Objective Selective laser melting (SLM) technology is one of the most important manufacturing methods for laser powder bed fusion (LPBF). SLM technology is based on the layer-by-layer manufacturing process. Even with the wide application of SLM technology, its working time cost has remained a crucial scientific problem in this technical field. The working time of SLM additive manufacturing equipment is becoming increasingly important in production applications. Predicting the working time of additive manufacturing equipment has great practical significance in the operation and maintenance of the whole equipment and cost control.

This study provides an accurate algorithm and calculation method for predicting the printing time of themultilaser SLM system.

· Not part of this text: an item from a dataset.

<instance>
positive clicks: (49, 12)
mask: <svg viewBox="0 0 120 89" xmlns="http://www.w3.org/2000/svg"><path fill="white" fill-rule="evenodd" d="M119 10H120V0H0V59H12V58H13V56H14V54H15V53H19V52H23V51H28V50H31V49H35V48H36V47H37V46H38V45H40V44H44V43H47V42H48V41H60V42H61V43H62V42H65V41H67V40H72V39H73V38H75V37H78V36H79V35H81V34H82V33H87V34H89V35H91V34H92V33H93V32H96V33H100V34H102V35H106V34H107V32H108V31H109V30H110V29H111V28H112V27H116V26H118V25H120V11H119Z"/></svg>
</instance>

Methods The algorithm is based on the basic working principle of powder-laying SLM equipment. We employed the software control system of the multi-galvanometer SLM equipment to program and integrate the algorithm into the equipment control system. First, the algorithm calculated the theoretical printing time of the scanning system of the SLM equipment using the model diagram and process parameters and then obtained the real-time operation time of the powder-laying module of each time unit using the equipment control system in the printing process. The average number of powder-laying modules in the time unit was used to improve the time-prediction accuracy of the powder-laying module in each time unit. Adjusting the correction parameters in real-time was conducted using the difference between the actual operation time and the time-prediction value of the scanning system of the SLM equipment. By accumulating the working time of each layer of the equipment, a more accurate prediction of the manufacturing molding time was obtained. The practicability of the algorithm was verified using the existing dual-galvanometer SLM equipment. The experimental prototype was DiMetal-450, developed independently by Laseradd Technology(Guangzhou)Co Ltd, with loading CLI file data and setting reasonable path planning. The scanning system can realize the printing of a dual-galvanometer laser with the same size of 425 mm×425 mm×450 mm, and the powder-laying module can realize one- and two-way powder-laying forms. The experiment adopted dual-galvanometer laser printing in the same plane and one-way powder-laying for sample printing. To facilitate the verification, the sample adopted the unsupported entity graphics and the practicability of the algorithm was verified by measuring the deviation rate between the actual working and predicted working times.

Results and Discussions After verifying the algorithm via experiment, the following conclusions are obtained. First, from Table 4, the prediction error of the timing unit time of the powder-paving module can be ignored, indicating that after the motion logic of the powder-paving module is determined, the motion time in the timing unit will be relatively stable and the error of the running time for each timing unit is small. Second, from the analysis of Fig. 4 and Table 5, there is a relatively large error between the theoretical prediction and actual printing times in the scanning system. The deviation rate of the estimated time for the scanning system after β-corrections remain <5%, thereby effectively curbing error accumulations and maintaining the time-prediction accuracy of the scanning system at >95%. It shows that the method of β-correction is reasonable and effective. Third, the correction coefficient β decreases slowly with an increase in printing layers, indicating that the error accumulation of both the actual printing and theoretical prediction times of the scanning system increases with an increase in printing layers. Fourth, single-layer printing time decreases with a decrease in the area of the printing graphics. From the theoretical calculation of the scanning system, the number of curves determines the length of printing time. Fifth, from the analysis of Table 6 and Fig. 5, the deviation rate of the actual and predicted working times fluctuates between ±1%, verifying the effectiveness of real-time prediction of machining time. Finally, from Fig. 5, with the printing work, the fitting effect of the predicted and the actual total printing times is better, verifying the accuracy of the overall printing time prediction.

Conclusions The processing-time-prediction algorithm of the SLM equipment control system can adapt to the existing equipment and can get ideal results. This algorithm provides an effective time-prediction method for the SLM control system, which helps enterprises plan production tasks reasonably, predict printing costs, and optimize the control system. It promotes a chain of continuous development of SLM equipment and control systems. Because the number of curves greatly influences the printing time of the scanning system, the prediction of the printing time of the scanning system will become an important evaluation index for optimizing the scanning path of SLM in future research.